Current --no-deployjar

app-bundle.jar // this can be large
libs/
libs/3rdparty-x.jar
libs/3rdparty-others.jar

New --no-deployjar

app-bundle.jar // this only sets Class-Path + other Manifest entries
libs/
libs/3rdparty-x.jar
libs/3rdparty-other.jar
libs/internal-library-a.jar // symlinks to .pants.d, unless it's shaded
libs/internal-library-other.jar

---deployjar will remain as is.

[1] Hadoop use case is they use SharedCache distribute jars from HDFS. They have
a caching layer that does file checksums so if we break down into smaller jars
they will be able to transfer less.
http://www.slideshare.net/ctrezzo/hadoop-summit2015-yarnsharedcachev12

https://travis-ci.org/peiyuwang/pants/builds/91439042

  • 0
  • 0
  • 2
  • 3
  • 5
Description From Last Updated
  1. 
      
    1. yea, I can save this change by doing what previous test_shader_integration._bundle_and_run did, load the json returned and compare.

    2. Fixed.

  2. 
      
  1. 
      
  2. I think it would be more consistent to copy the inputs rather than symlinking in this case. Adding shading rules shouldn't change the layout of your bundle.

    1. yep, will do

    2. fixed now, shader makes copies so we are totoally safe.

      Only difference is shader is run multiple times compared to before 1 for internal + number of external jars times.

  3. underscore/snake_case for variables

  4. snake_case

  5. ...the use of target_name here is weird... wish I'd noticed that in the original review.

    1. can you elaborate?

      target_name is used when address.spec_path is None which is for root level targets, seems reasonable to me

  6. "Avoid name collisions by ..."

  7. Please include a commented indicating why this is using an ordered map.

    1. no necessary any more, reverted by using json load and compare the returned map

  8. 
      
  1. In general LGTM. I looked over this to convince myself this isn't going to change square's use of deploying monolithic binaries using ./pants binary I'll leave the final approval to others who are already engaged.

  2. 
      
  1. Others have pointed out the style nits I would, and nothing in this looks particularly dangerous for 4sq's usage of ./pants bundle, but I'm confused about how this method helps with shipping around large binaries. Could you include a small, concrete example of how the structure between a bundle in the old way and a bundle in this new way would differ?
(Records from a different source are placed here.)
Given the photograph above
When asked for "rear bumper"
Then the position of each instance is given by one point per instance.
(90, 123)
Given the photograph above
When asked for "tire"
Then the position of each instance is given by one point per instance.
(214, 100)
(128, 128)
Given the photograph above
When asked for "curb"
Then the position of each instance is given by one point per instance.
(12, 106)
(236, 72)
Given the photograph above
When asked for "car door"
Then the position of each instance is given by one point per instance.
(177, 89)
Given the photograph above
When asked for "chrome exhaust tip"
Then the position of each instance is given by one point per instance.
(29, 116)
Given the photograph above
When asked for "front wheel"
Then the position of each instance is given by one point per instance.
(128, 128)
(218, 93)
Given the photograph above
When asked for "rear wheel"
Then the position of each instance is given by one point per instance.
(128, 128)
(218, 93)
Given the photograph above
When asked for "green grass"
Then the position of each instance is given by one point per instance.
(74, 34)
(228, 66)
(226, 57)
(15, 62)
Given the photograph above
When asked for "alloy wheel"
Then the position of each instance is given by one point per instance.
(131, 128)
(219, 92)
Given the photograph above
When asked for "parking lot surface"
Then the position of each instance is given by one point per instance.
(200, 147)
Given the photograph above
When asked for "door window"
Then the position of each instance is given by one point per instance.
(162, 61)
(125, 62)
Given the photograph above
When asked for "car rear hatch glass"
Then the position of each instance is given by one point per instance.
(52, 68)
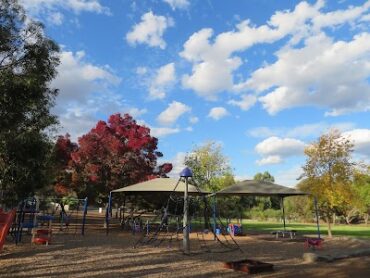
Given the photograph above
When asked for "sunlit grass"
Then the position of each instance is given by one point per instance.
(338, 229)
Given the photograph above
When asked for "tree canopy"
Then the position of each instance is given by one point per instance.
(208, 163)
(328, 172)
(28, 61)
(113, 154)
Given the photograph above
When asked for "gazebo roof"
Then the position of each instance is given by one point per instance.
(259, 188)
(159, 185)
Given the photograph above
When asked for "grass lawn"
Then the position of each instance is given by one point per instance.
(337, 230)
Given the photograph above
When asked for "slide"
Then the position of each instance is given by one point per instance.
(6, 220)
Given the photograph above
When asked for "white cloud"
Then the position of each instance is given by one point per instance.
(178, 4)
(77, 78)
(246, 102)
(312, 130)
(193, 120)
(275, 149)
(50, 9)
(271, 159)
(288, 177)
(214, 60)
(178, 164)
(150, 30)
(161, 132)
(360, 139)
(84, 93)
(165, 77)
(170, 115)
(55, 18)
(214, 64)
(136, 112)
(217, 113)
(317, 75)
(76, 121)
(141, 70)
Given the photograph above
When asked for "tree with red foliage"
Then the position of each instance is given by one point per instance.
(62, 165)
(114, 154)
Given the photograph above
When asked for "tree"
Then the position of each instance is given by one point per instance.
(116, 153)
(361, 187)
(62, 166)
(265, 176)
(266, 202)
(211, 170)
(28, 61)
(328, 171)
(208, 163)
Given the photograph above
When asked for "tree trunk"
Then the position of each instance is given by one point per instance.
(330, 235)
(334, 219)
(366, 218)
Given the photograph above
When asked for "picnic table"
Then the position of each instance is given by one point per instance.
(282, 233)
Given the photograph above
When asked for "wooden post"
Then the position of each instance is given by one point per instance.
(282, 207)
(186, 241)
(317, 218)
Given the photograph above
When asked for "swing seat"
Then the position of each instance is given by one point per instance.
(41, 240)
(313, 243)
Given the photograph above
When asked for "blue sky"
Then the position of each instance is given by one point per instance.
(263, 78)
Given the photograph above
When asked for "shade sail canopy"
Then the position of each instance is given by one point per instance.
(259, 188)
(159, 185)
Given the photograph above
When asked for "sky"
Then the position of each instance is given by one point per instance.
(262, 78)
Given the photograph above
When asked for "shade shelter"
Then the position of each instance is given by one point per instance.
(263, 188)
(164, 185)
(259, 188)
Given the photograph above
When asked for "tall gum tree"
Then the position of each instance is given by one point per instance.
(28, 61)
(329, 171)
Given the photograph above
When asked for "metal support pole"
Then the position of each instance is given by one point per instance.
(214, 216)
(108, 212)
(84, 217)
(317, 217)
(282, 206)
(186, 242)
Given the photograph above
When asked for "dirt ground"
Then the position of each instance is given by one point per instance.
(99, 255)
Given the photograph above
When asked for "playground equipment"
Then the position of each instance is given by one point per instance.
(43, 236)
(6, 220)
(30, 217)
(169, 227)
(313, 243)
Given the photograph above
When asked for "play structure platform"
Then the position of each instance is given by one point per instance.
(249, 266)
(6, 220)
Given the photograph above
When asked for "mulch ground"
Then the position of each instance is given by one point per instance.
(99, 255)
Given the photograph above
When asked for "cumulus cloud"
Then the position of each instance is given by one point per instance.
(311, 130)
(85, 91)
(150, 30)
(164, 78)
(178, 4)
(135, 112)
(288, 177)
(246, 102)
(217, 113)
(174, 110)
(77, 78)
(317, 75)
(305, 75)
(193, 120)
(50, 9)
(161, 132)
(275, 149)
(214, 63)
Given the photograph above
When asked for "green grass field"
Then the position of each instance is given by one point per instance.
(337, 230)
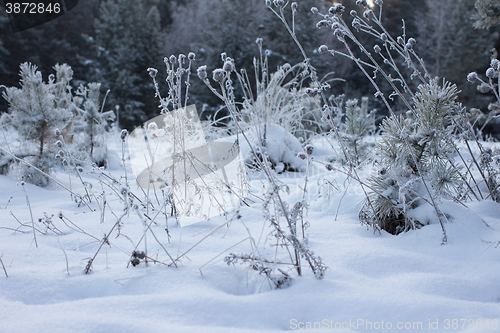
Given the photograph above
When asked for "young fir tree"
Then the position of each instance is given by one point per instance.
(35, 112)
(397, 186)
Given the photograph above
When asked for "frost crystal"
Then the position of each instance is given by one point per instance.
(202, 72)
(323, 49)
(472, 77)
(152, 72)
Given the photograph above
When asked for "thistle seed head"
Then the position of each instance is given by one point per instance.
(228, 66)
(472, 77)
(356, 24)
(202, 72)
(219, 75)
(152, 72)
(362, 3)
(123, 134)
(340, 34)
(279, 3)
(490, 73)
(323, 49)
(368, 14)
(495, 64)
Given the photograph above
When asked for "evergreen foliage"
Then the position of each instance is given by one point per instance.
(35, 112)
(397, 186)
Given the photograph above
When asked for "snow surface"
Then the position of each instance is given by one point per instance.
(372, 277)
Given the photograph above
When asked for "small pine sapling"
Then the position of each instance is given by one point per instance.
(34, 111)
(358, 123)
(397, 186)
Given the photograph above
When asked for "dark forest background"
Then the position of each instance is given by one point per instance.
(115, 41)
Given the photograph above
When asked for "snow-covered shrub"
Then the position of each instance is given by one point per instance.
(91, 122)
(35, 112)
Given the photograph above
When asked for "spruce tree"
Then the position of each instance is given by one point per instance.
(127, 42)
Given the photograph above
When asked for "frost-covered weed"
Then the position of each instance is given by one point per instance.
(38, 110)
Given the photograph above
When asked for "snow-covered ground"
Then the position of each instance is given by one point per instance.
(374, 282)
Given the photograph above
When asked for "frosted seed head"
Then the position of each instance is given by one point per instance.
(323, 49)
(356, 24)
(152, 72)
(490, 73)
(228, 66)
(323, 23)
(340, 34)
(279, 3)
(202, 72)
(123, 191)
(368, 14)
(219, 75)
(362, 3)
(123, 134)
(495, 64)
(337, 9)
(312, 92)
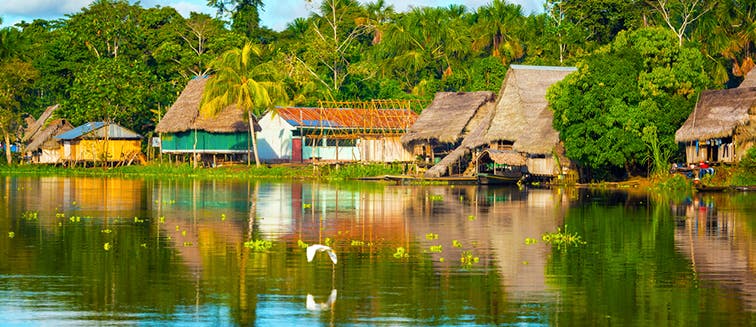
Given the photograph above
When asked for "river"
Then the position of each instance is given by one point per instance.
(108, 251)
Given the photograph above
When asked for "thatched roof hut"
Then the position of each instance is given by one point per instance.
(447, 119)
(749, 80)
(43, 139)
(522, 113)
(184, 114)
(717, 114)
(35, 126)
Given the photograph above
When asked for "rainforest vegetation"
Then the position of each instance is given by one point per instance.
(641, 63)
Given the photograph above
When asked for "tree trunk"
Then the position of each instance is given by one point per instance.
(8, 156)
(253, 134)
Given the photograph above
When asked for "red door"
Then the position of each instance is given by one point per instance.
(296, 149)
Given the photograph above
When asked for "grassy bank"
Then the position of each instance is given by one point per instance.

    1. I think the difference is that right now, bundle puts 3rdparty jars in a separate directory and puts them on the classpath. In this change, it will also put jars compiled in the repo in the separate directory. So the jar in the root of the bundle jar will be very slim indeed.
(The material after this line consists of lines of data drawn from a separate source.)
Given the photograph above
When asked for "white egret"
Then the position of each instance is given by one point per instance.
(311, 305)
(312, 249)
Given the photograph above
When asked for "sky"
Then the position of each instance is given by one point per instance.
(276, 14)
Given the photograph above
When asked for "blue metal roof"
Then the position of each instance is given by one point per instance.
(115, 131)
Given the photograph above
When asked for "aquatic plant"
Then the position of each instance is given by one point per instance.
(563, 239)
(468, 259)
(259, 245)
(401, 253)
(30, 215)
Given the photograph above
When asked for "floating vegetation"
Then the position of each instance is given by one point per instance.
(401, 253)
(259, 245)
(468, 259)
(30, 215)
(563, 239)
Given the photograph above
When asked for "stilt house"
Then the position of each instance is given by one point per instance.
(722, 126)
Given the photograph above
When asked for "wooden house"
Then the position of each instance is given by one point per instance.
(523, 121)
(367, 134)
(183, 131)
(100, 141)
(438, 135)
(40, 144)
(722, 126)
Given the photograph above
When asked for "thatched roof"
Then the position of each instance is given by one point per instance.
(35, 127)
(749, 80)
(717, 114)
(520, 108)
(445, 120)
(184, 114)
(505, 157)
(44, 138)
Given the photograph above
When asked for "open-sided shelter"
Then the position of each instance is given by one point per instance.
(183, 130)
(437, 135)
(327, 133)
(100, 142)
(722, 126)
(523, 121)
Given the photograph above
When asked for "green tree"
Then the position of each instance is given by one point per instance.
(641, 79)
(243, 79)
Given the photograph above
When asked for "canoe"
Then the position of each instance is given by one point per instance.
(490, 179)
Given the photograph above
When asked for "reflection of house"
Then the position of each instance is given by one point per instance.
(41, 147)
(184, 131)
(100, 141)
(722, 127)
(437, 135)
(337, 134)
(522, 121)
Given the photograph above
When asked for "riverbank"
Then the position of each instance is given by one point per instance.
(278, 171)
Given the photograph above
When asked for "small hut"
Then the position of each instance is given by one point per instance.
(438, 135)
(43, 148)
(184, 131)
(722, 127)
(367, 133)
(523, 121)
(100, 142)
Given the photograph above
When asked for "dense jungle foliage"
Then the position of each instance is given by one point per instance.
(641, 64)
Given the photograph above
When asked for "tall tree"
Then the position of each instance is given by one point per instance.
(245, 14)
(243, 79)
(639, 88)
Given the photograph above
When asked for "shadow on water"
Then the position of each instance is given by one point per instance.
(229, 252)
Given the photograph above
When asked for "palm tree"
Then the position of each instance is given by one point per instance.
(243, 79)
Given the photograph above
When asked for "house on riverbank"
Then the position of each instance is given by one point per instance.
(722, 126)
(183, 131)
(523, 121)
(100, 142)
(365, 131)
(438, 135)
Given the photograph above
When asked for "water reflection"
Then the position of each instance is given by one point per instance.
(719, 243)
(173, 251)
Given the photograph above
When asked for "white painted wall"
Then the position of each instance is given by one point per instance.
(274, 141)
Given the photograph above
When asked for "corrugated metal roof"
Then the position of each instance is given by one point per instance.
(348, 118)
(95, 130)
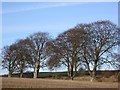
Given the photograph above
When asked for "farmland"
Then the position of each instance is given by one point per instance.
(106, 79)
(50, 83)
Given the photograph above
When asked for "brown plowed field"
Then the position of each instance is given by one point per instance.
(51, 83)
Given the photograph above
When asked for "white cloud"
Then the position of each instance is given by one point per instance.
(34, 7)
(60, 0)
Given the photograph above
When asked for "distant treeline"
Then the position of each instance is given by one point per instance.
(87, 47)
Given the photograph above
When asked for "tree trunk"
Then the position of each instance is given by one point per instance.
(72, 77)
(38, 68)
(69, 71)
(21, 73)
(10, 74)
(94, 72)
(35, 73)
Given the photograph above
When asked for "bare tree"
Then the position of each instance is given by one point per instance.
(23, 55)
(9, 59)
(37, 47)
(66, 49)
(102, 38)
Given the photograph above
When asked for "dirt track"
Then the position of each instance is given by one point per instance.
(50, 83)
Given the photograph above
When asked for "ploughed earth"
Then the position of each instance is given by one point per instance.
(53, 83)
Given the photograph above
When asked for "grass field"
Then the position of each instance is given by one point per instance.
(52, 83)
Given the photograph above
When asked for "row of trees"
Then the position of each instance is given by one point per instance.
(89, 45)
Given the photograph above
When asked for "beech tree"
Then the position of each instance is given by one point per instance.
(37, 47)
(9, 59)
(66, 49)
(102, 38)
(23, 55)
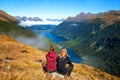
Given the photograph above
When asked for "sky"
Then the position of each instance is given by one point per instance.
(56, 9)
    2. But for the purposes of shipping this jar around, what has changed? Isn't it useless without its libs + first party classfiles?

    3. This specific request is from hadoop people, I checked with them, hadoop has a caching layer, called sharedcache to copy the jars, internally computing checksum checks. Also see, http://www.slideshare.net/ctrezzo/hadoop-summit2015-yarnsharedcachev12

      Patrick, look for test_jvm_app_integration.test_bundle in this reviewboard for an example, that's exactly like Eric said. We don't just ship this jar we will still ship the entire bundle archive. If you just want to ship the jar, the old option deployjar is still provided.
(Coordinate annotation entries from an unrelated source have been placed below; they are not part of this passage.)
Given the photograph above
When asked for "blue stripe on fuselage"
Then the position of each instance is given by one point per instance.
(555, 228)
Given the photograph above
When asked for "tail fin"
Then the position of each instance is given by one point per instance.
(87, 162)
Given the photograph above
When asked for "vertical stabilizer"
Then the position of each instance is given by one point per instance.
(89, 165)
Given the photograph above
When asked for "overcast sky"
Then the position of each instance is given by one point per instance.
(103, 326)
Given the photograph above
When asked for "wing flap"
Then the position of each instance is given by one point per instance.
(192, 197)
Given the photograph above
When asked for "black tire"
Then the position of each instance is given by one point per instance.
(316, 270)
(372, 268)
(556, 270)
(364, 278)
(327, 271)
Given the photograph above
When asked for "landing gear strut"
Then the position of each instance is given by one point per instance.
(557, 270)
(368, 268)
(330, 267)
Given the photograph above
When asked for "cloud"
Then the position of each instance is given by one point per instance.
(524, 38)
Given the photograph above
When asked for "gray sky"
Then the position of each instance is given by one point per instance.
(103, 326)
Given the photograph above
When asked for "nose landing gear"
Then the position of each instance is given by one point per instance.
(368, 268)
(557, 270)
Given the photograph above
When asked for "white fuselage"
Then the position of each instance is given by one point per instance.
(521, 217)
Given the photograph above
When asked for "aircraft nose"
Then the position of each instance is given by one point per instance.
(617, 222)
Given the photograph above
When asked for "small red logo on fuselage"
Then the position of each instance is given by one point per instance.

    4. Interesting, this is an exciting change then. We've been wanting to ship around slim hadoop jars for a while now, and I was waiting to see how these upstream bundling changes shook out.

  2. 
      
  1. 
      
  2. src/python/pants/backend/jvm/tasks/bundle_create.py (Diff revision 2)
     
     
     
     
     
     
     
     
     
     
     
     
     

    I removed this, I suspect this is not useful since internal classpath is handled by JvmBinaryTask.monolithic_jar, external classpath is handled below.

    I placed an assert False there and no tests break.

    Will check with jsirios, maybe just old code.

    1. Tested this in twitter repo and examined the bundled archive. (use buildcache service as an example, check and deploy)

      verified we get

      • synthetic jar (now just 4.1K, was 28M, for hadoop it's 29K vs 520M)
      • library jars under libs
      • resource files under libs

      Unzip and compared with the current fat jar, no more no less, deployed and runs fine.

      I am going to drop this, so it is covered by add_target logic

  3. 
      
  1. Thanks Peiyu.

  2. It feels like we should be able to delete some code somewhere in here, since this change should eliminate the "monolithic for internal dependencies" case entirely, leaving us only the "monolithic for everything" and "symlink for everything" cases. Am I missing cases?

    Can you make a pass over this and see whether we can delete some additional codepaths?

    1. One method that's cleaned up is outside of jar_task in bundle_create, add_jars (see my comment above to jsirios)

      What's left in add_target seems all necessary - adding manefest and handling the monolithic jar case.

  3. src/python/pants/backend/jvm/tasks/jar_task.py (Diff revision 2)
     
     
     
     

    I think there is a bit of a false dichotomy here... you will be adding classpath entries to the manifest either way... it's just that in one case they will be symlinks, and in the other case they will be a new monolithic jar.

    1. in the --deployjar case, no classpath entries (both external and internal classpath) are needed in manifest.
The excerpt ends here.